American Minute - Feb. 15 - USS Maine blew up in Havana Harbor

American Minute
with
Bill Federer




Slave trade in Cuba began earlier and lasted longer than anywhere else in the Americas, 1521 to the late 1870's.

In 1868, a Creole farmer began a revolt for racial equality, freedom of speech and association. Spain spent ten years putting down the insurgency.

The independence movement grew and in 1895 Spain sent 200,000 soldiers who put tens of thousands of Cubans in concentration camps.
Many died of starvation, disease and exposure.
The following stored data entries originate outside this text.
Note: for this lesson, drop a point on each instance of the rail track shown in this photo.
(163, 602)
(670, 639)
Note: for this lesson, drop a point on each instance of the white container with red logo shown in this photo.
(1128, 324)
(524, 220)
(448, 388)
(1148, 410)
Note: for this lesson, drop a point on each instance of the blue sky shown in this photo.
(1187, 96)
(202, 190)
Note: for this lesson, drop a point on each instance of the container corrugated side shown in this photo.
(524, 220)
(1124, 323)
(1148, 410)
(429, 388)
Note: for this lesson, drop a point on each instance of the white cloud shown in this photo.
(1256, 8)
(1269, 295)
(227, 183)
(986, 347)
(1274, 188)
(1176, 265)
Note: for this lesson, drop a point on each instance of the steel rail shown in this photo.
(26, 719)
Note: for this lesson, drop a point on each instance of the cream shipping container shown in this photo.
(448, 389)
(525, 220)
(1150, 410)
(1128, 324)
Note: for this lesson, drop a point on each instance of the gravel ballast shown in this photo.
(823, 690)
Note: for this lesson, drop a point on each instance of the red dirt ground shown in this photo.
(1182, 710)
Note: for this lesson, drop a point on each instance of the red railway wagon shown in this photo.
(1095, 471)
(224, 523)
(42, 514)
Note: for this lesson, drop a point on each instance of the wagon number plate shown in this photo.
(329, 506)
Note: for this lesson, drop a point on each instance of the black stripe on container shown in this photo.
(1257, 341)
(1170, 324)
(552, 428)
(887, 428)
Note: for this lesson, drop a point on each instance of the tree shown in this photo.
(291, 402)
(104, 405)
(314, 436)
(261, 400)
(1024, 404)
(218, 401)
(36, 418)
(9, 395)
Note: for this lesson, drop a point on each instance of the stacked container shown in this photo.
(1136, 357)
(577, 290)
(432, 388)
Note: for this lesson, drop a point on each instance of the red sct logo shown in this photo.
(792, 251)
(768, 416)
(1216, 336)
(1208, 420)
The American public demanded President William McKinley intervene for peace, but on FEBRUARY 15, 1898, the U.S.S. Maine blew up in Havana Harbor.

President McKinley approved the Resolution of Congress:

"Whereas the abhorrent conditions which have existed for more than three years in the island of Cuba, so near our own borders, have shocked the moral sense of the people of the United States, have been a disgrace to Christian civilization, culminating, as they have, in the destruction of a United States battle ship, with 266 of its officers and crew, while on a friendly visit in the harbor of Havana, and cannot longer be endured...

Resolved by the Senate and House of Representatives...That the people of the island of Cuba are and of right ought to be free."